Die Hamburger Sparkasse hat sehr lange Erfahrungen mit ihrem Joker-Programm und ist sicher als Best Practice für die Branche geeignet. Offensichtlich ist es der Haspa gelungen, ihr Joker-Tarifprogramm so klug auf Zielgruppen auszurichten, dass die Konditionen aus Kundensicht sehr attraktiv sind. Diese kundenorientierte Differenzierung von Tarifkonditionen ermöglicht es, Wettbewerbsfähigkeit mit dem besten Abschöpfen von Zahlungsbereitschaften zu verbinden.
Ende der Quersubventionierung
Wer die IMWF-Analyse liest, fragt sich möglicherweise, warum die Branche nicht viel früher zu kostenpflichtigen Girokonten zurückgekehrt ist. Die Kostenfrei-Angebote haben Banken und Sparkassen in einen Wettbewerb hineingeführt, bei dem die Kosten für Girokonten durch andere Dienstleistungen mitverdient werden mussten – wenn der Kunde erst einmal gewonnen ist. Gespräche mit selbstkritischen Instituten zeigen unterdessen, dass diese Quersubventionierung zwar gewünscht war, aber bei vielen Kunden letztlich nicht funktioniert hat. Insofern ist die erzwungene Rückkehr zum kostenpflichtigen Girokonto möglicherweise auch ein Baustein in der Rückbesinnung auf betriebswirtschaftlich sinnvolle Konditionen im Massengeschäft.

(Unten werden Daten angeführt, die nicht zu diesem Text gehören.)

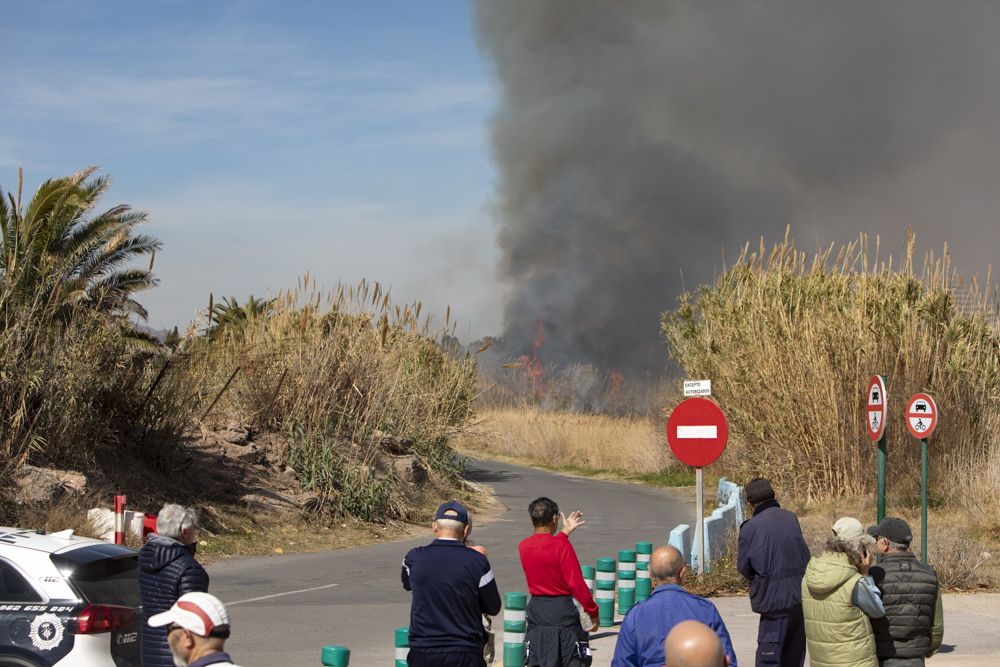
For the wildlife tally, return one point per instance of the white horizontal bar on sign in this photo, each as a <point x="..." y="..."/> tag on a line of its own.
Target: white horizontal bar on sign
<point x="698" y="432"/>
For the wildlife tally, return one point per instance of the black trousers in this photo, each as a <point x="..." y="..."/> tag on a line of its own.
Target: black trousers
<point x="555" y="637"/>
<point x="418" y="658"/>
<point x="781" y="640"/>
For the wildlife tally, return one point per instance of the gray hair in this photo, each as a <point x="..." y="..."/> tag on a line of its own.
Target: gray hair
<point x="173" y="519"/>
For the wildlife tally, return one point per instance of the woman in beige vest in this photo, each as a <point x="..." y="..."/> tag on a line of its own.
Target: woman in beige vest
<point x="838" y="597"/>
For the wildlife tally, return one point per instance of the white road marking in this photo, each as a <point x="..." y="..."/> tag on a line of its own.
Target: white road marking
<point x="700" y="432"/>
<point x="278" y="595"/>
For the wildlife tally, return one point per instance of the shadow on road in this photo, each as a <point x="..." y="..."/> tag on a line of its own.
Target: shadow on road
<point x="474" y="474"/>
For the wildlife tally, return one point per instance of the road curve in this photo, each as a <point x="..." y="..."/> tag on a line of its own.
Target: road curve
<point x="285" y="608"/>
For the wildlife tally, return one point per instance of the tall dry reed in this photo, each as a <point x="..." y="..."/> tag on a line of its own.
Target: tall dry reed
<point x="790" y="340"/>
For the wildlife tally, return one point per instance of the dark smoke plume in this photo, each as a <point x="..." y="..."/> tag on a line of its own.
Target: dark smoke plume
<point x="640" y="142"/>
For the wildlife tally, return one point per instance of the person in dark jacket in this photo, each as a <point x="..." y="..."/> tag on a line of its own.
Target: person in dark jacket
<point x="913" y="625"/>
<point x="773" y="556"/>
<point x="453" y="586"/>
<point x="167" y="570"/>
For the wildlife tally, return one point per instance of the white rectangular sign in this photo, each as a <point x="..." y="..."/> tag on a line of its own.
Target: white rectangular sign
<point x="698" y="432"/>
<point x="697" y="387"/>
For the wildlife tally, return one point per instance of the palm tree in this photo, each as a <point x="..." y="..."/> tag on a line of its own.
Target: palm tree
<point x="231" y="316"/>
<point x="58" y="253"/>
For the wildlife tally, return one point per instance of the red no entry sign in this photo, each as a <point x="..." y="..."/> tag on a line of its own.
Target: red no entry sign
<point x="875" y="402"/>
<point x="697" y="432"/>
<point x="921" y="415"/>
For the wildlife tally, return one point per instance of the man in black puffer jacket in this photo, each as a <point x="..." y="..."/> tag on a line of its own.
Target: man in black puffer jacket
<point x="167" y="570"/>
<point x="913" y="625"/>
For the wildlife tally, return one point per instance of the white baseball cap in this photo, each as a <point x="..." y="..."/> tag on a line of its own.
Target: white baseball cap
<point x="201" y="613"/>
<point x="849" y="529"/>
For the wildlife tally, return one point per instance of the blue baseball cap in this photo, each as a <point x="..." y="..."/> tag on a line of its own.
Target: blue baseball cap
<point x="453" y="511"/>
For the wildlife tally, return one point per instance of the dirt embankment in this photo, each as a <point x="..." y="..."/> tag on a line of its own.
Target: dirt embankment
<point x="249" y="498"/>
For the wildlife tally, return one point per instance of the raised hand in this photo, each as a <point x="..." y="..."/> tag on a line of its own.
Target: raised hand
<point x="572" y="522"/>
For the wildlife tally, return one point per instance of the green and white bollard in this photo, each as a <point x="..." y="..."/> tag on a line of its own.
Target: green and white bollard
<point x="626" y="580"/>
<point x="515" y="624"/>
<point x="643" y="585"/>
<point x="589" y="575"/>
<point x="605" y="592"/>
<point x="336" y="656"/>
<point x="402" y="646"/>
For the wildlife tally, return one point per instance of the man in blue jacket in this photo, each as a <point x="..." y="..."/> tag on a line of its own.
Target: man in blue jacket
<point x="167" y="570"/>
<point x="453" y="587"/>
<point x="773" y="556"/>
<point x="646" y="626"/>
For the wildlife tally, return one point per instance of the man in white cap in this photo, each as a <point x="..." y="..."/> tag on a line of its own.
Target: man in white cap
<point x="197" y="629"/>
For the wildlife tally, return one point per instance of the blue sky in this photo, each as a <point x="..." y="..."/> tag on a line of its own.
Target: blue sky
<point x="267" y="139"/>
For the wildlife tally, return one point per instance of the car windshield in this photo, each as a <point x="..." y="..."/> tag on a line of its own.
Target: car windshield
<point x="102" y="575"/>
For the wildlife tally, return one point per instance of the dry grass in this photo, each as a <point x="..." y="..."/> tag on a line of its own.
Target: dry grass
<point x="790" y="340"/>
<point x="631" y="445"/>
<point x="344" y="374"/>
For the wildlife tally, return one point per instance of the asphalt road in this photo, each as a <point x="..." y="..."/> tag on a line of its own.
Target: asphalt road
<point x="285" y="608"/>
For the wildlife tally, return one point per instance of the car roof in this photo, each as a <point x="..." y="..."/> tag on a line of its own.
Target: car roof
<point x="15" y="539"/>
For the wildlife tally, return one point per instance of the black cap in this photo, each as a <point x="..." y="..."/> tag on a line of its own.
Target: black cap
<point x="893" y="529"/>
<point x="759" y="489"/>
<point x="454" y="511"/>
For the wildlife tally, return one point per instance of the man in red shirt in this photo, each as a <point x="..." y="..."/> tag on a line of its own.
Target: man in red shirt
<point x="555" y="637"/>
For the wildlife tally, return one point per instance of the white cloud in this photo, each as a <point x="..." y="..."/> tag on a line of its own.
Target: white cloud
<point x="234" y="243"/>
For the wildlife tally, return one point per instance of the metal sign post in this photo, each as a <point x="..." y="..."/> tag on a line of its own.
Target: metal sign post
<point x="923" y="500"/>
<point x="877" y="400"/>
<point x="921" y="420"/>
<point x="700" y="518"/>
<point x="697" y="432"/>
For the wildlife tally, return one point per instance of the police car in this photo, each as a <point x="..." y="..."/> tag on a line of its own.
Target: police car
<point x="67" y="600"/>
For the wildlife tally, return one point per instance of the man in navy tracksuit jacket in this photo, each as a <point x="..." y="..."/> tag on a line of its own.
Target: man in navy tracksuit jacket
<point x="646" y="625"/>
<point x="453" y="587"/>
<point x="773" y="556"/>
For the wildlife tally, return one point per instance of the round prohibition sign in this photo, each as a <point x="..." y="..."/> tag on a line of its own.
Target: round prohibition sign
<point x="875" y="407"/>
<point x="921" y="416"/>
<point x="697" y="432"/>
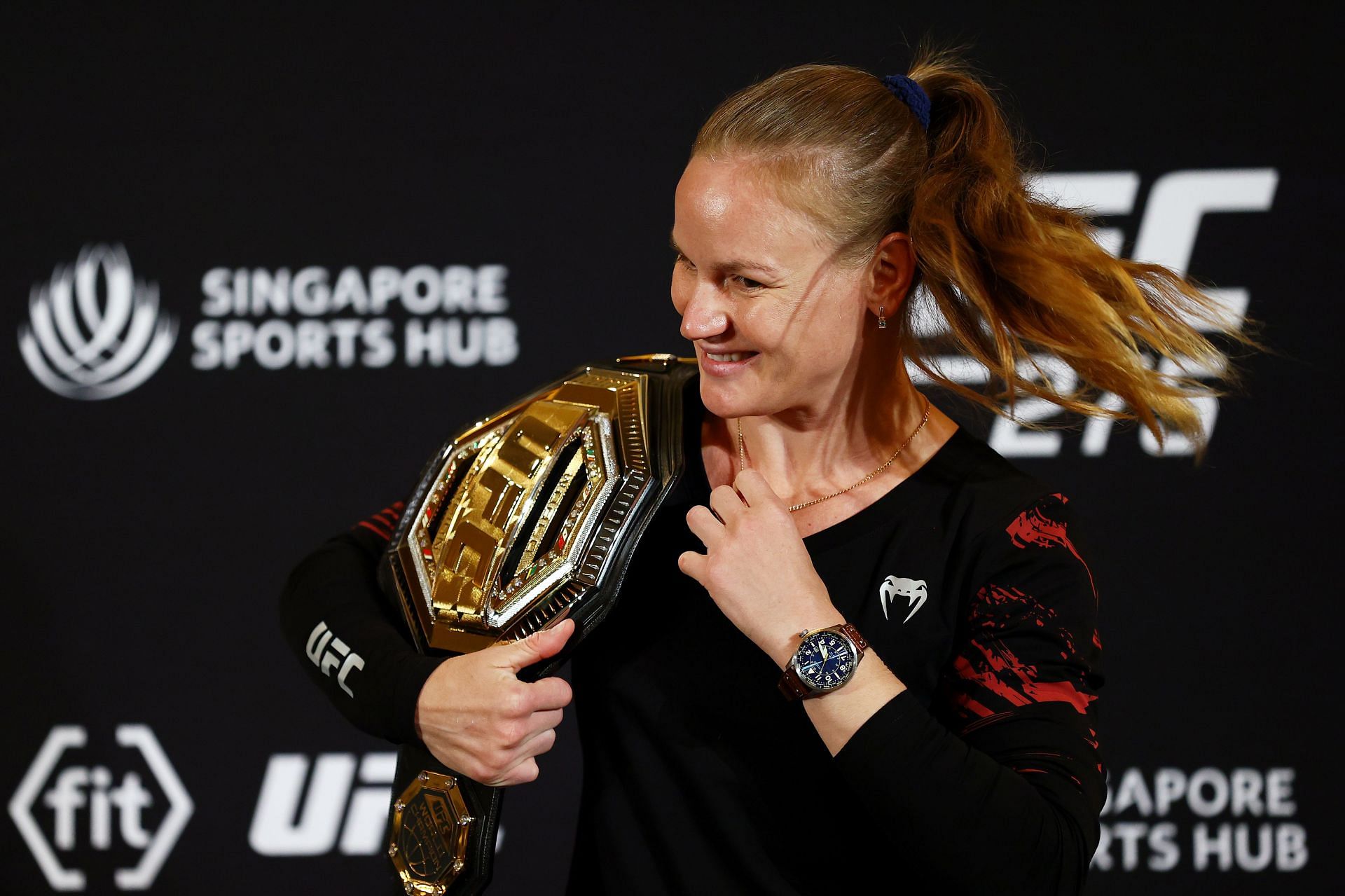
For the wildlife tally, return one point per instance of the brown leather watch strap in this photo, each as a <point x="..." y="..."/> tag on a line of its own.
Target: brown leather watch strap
<point x="791" y="687"/>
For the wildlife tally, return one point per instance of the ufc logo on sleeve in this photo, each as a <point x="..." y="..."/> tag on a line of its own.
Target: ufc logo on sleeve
<point x="329" y="653"/>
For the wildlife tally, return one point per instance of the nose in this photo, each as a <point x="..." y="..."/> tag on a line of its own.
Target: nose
<point x="705" y="314"/>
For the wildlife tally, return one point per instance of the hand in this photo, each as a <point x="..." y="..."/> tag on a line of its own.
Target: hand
<point x="757" y="567"/>
<point x="476" y="717"/>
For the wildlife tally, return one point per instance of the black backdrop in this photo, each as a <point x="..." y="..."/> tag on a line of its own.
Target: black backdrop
<point x="514" y="167"/>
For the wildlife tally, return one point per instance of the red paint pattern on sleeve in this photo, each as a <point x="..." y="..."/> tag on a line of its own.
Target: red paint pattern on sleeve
<point x="1036" y="526"/>
<point x="384" y="523"/>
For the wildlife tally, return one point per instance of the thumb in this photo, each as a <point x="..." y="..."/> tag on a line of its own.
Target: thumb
<point x="539" y="645"/>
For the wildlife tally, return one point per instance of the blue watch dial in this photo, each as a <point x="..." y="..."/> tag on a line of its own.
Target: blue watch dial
<point x="825" y="659"/>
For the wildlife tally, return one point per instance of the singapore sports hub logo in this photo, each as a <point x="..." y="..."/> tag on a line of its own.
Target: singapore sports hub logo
<point x="84" y="342"/>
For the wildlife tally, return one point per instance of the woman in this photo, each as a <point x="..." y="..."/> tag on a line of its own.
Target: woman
<point x="943" y="726"/>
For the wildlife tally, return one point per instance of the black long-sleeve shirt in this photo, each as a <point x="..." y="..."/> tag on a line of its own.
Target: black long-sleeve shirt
<point x="984" y="777"/>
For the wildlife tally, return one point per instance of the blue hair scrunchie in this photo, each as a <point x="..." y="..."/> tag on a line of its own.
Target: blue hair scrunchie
<point x="911" y="93"/>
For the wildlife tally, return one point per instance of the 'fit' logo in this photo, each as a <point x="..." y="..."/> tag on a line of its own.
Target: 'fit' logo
<point x="81" y="801"/>
<point x="331" y="653"/>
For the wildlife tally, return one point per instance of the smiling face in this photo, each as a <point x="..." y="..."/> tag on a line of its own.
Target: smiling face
<point x="776" y="319"/>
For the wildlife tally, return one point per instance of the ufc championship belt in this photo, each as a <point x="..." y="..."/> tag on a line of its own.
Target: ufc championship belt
<point x="517" y="523"/>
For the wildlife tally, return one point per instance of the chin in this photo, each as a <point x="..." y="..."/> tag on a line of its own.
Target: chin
<point x="726" y="401"/>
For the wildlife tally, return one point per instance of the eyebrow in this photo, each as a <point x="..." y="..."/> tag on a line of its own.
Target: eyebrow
<point x="733" y="264"/>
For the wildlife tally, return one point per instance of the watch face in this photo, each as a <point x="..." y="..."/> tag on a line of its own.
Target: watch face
<point x="825" y="659"/>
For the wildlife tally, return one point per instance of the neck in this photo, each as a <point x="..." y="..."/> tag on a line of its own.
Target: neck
<point x="810" y="451"/>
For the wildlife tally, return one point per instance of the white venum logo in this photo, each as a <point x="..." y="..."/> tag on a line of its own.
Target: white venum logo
<point x="913" y="590"/>
<point x="81" y="345"/>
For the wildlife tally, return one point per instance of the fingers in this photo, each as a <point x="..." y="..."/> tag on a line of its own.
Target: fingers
<point x="520" y="766"/>
<point x="548" y="693"/>
<point x="757" y="490"/>
<point x="704" y="525"/>
<point x="539" y="645"/>
<point x="693" y="565"/>
<point x="726" y="504"/>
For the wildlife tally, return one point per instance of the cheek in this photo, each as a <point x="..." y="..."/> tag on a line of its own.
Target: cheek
<point x="681" y="291"/>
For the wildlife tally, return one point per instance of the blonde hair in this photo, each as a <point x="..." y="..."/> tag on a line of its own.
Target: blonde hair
<point x="1010" y="272"/>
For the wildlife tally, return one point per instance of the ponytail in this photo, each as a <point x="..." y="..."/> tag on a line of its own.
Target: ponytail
<point x="1012" y="273"/>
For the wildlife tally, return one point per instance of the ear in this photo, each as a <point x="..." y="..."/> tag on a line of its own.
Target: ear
<point x="891" y="272"/>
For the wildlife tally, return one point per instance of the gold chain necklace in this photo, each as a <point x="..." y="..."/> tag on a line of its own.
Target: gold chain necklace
<point x="818" y="501"/>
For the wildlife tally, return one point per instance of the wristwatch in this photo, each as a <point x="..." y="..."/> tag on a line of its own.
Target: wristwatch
<point x="825" y="661"/>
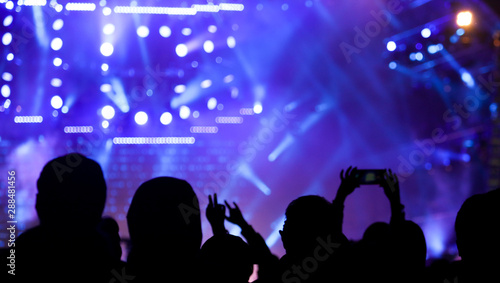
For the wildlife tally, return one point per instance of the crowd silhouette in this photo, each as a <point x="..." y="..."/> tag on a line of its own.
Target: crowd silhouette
<point x="74" y="243"/>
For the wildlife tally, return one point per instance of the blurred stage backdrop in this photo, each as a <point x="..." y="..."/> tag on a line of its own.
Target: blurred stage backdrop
<point x="258" y="101"/>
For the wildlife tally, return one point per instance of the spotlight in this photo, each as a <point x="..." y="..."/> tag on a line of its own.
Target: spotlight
<point x="464" y="19"/>
<point x="141" y="118"/>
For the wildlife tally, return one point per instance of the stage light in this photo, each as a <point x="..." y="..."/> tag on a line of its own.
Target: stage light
<point x="186" y="31"/>
<point x="57" y="61"/>
<point x="208" y="46"/>
<point x="181" y="50"/>
<point x="426" y="33"/>
<point x="56" y="44"/>
<point x="212" y="103"/>
<point x="107" y="49"/>
<point x="7" y="38"/>
<point x="165" y="31"/>
<point x="206" y="84"/>
<point x="231" y="42"/>
<point x="108" y="29"/>
<point x="55" y="82"/>
<point x="108" y="112"/>
<point x="391" y="46"/>
<point x="58" y="24"/>
<point x="7" y="76"/>
<point x="5" y="90"/>
<point x="184" y="112"/>
<point x="141" y="118"/>
<point x="56" y="102"/>
<point x="166" y="118"/>
<point x="257" y="108"/>
<point x="142" y="31"/>
<point x="8" y="20"/>
<point x="464" y="19"/>
<point x="105" y="124"/>
<point x="179" y="88"/>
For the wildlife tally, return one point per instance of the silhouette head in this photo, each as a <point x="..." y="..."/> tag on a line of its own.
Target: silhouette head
<point x="71" y="191"/>
<point x="477" y="228"/>
<point x="165" y="213"/>
<point x="226" y="258"/>
<point x="307" y="218"/>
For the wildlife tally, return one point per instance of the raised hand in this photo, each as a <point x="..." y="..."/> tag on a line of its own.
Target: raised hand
<point x="391" y="187"/>
<point x="348" y="183"/>
<point x="216" y="214"/>
<point x="235" y="215"/>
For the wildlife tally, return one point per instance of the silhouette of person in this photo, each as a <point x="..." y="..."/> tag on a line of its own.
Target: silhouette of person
<point x="477" y="228"/>
<point x="165" y="231"/>
<point x="67" y="245"/>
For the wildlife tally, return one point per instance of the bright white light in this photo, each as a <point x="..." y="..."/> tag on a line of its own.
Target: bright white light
<point x="58" y="24"/>
<point x="141" y="118"/>
<point x="166" y="118"/>
<point x="56" y="102"/>
<point x="108" y="29"/>
<point x="391" y="46"/>
<point x="179" y="88"/>
<point x="55" y="82"/>
<point x="108" y="112"/>
<point x="5" y="90"/>
<point x="257" y="108"/>
<point x="231" y="42"/>
<point x="426" y="33"/>
<point x="105" y="124"/>
<point x="8" y="20"/>
<point x="186" y="31"/>
<point x="7" y="38"/>
<point x="212" y="103"/>
<point x="181" y="50"/>
<point x="165" y="31"/>
<point x="7" y="76"/>
<point x="206" y="84"/>
<point x="464" y="19"/>
<point x="208" y="46"/>
<point x="107" y="49"/>
<point x="142" y="31"/>
<point x="106" y="11"/>
<point x="57" y="62"/>
<point x="184" y="112"/>
<point x="56" y="43"/>
<point x="106" y="88"/>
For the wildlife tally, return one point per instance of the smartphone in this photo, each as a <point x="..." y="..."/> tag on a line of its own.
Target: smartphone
<point x="370" y="176"/>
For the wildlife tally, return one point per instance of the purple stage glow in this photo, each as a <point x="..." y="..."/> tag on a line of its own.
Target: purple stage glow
<point x="260" y="102"/>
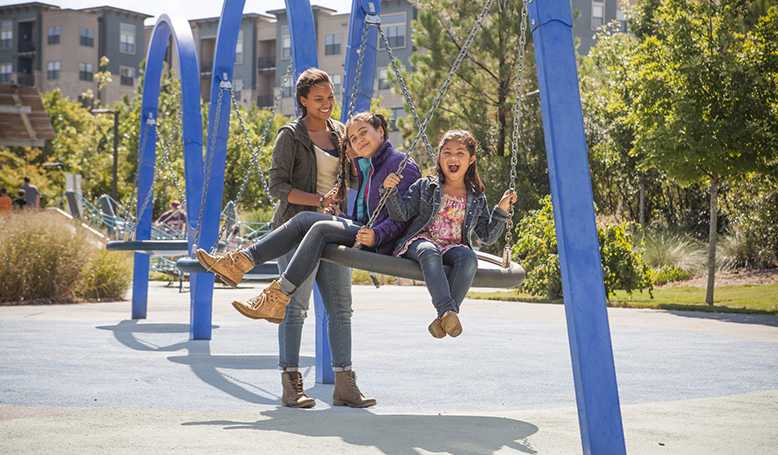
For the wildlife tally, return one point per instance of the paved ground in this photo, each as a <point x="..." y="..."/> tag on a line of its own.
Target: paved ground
<point x="86" y="379"/>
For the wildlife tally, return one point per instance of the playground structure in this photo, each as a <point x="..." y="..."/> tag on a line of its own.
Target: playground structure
<point x="551" y="25"/>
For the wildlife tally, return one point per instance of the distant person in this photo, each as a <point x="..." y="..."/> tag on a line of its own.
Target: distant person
<point x="6" y="203"/>
<point x="175" y="218"/>
<point x="20" y="202"/>
<point x="32" y="196"/>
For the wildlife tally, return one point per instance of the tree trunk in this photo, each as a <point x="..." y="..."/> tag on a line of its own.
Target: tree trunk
<point x="712" y="234"/>
<point x="642" y="205"/>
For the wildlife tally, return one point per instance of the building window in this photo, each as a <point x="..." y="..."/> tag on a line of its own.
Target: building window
<point x="127" y="75"/>
<point x="127" y="38"/>
<point x="55" y="35"/>
<point x="286" y="45"/>
<point x="86" y="72"/>
<point x="52" y="70"/>
<point x="239" y="49"/>
<point x="6" y="70"/>
<point x="6" y="34"/>
<point x="87" y="37"/>
<point x="331" y="44"/>
<point x="598" y="14"/>
<point x="336" y="84"/>
<point x="286" y="89"/>
<point x="383" y="79"/>
<point x="394" y="27"/>
<point x="397" y="114"/>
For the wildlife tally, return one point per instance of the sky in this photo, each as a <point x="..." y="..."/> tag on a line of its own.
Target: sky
<point x="192" y="9"/>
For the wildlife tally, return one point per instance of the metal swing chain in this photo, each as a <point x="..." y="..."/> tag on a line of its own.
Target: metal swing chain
<point x="209" y="153"/>
<point x="463" y="52"/>
<point x="516" y="133"/>
<point x="150" y="123"/>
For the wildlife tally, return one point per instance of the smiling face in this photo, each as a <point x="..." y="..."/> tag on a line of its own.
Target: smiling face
<point x="364" y="139"/>
<point x="454" y="160"/>
<point x="319" y="102"/>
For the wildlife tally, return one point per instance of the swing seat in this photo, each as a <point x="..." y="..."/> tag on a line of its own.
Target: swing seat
<point x="490" y="273"/>
<point x="266" y="271"/>
<point x="153" y="247"/>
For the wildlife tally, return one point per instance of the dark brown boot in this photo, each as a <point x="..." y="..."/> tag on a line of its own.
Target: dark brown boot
<point x="294" y="395"/>
<point x="230" y="267"/>
<point x="347" y="393"/>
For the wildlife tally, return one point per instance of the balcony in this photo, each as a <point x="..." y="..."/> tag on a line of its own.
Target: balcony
<point x="26" y="47"/>
<point x="265" y="101"/>
<point x="266" y="63"/>
<point x="25" y="79"/>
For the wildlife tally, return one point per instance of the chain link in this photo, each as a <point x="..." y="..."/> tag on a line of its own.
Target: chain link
<point x="517" y="125"/>
<point x="421" y="134"/>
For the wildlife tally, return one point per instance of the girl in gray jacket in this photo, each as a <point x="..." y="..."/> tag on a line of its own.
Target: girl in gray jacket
<point x="444" y="212"/>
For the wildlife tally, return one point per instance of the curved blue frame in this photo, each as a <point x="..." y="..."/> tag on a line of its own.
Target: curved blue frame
<point x="179" y="29"/>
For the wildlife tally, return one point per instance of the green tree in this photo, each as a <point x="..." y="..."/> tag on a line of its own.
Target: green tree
<point x="705" y="98"/>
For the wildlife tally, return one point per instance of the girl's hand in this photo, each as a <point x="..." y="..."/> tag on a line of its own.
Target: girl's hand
<point x="332" y="197"/>
<point x="366" y="237"/>
<point x="509" y="198"/>
<point x="392" y="180"/>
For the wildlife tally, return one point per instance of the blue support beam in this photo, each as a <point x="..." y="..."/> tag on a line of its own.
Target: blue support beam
<point x="359" y="10"/>
<point x="179" y="29"/>
<point x="594" y="373"/>
<point x="302" y="31"/>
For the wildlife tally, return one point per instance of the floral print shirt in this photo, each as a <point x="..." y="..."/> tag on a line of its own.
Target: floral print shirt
<point x="445" y="229"/>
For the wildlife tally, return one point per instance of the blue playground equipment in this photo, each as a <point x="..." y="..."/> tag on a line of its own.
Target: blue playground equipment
<point x="551" y="27"/>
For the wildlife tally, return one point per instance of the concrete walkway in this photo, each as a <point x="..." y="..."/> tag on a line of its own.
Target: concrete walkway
<point x="86" y="379"/>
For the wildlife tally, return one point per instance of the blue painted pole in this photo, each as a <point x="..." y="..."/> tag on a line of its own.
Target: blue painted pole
<point x="594" y="373"/>
<point x="192" y="132"/>
<point x="302" y="31"/>
<point x="359" y="10"/>
<point x="215" y="160"/>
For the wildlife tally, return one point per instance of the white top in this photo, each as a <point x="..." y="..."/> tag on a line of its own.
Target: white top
<point x="327" y="170"/>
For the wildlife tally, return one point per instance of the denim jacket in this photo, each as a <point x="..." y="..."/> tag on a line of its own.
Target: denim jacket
<point x="420" y="203"/>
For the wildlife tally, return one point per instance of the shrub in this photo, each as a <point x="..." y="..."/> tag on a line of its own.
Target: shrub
<point x="670" y="273"/>
<point x="106" y="276"/>
<point x="43" y="260"/>
<point x="623" y="267"/>
<point x="752" y="210"/>
<point x="663" y="249"/>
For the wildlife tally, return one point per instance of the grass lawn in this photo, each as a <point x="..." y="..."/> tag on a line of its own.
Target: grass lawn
<point x="732" y="299"/>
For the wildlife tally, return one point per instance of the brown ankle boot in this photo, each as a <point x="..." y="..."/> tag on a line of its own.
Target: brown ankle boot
<point x="230" y="267"/>
<point x="294" y="395"/>
<point x="270" y="304"/>
<point x="450" y="323"/>
<point x="347" y="393"/>
<point x="435" y="329"/>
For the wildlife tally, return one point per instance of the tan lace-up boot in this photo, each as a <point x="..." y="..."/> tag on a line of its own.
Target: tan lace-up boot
<point x="294" y="395"/>
<point x="230" y="267"/>
<point x="450" y="323"/>
<point x="347" y="393"/>
<point x="436" y="330"/>
<point x="270" y="304"/>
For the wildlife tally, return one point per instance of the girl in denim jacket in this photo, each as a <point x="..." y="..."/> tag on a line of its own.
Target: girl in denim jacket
<point x="444" y="211"/>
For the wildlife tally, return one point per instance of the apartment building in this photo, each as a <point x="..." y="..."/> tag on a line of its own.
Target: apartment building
<point x="48" y="47"/>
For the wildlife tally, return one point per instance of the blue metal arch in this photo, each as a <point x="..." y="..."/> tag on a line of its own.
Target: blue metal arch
<point x="179" y="29"/>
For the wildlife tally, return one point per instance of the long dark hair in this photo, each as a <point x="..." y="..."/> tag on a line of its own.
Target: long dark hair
<point x="306" y="81"/>
<point x="472" y="179"/>
<point x="373" y="119"/>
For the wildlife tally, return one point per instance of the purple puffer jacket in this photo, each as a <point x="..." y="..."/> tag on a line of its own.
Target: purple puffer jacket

Die Branche tut sich einen riesigen Gefallen, wenn übermäßig kostensensitive Kunden nirgendwo mehr umsonst Bankservices in Anspruch nehmen können und dadurch gesunde Preise unterminiert werden. Hier trägt jedes Institut Verantwortung – für sich und für die gesamte Bankbranche. Die IMWF-Studie zeigt, dass man trotzdem wettbewerbsfähig sein kann.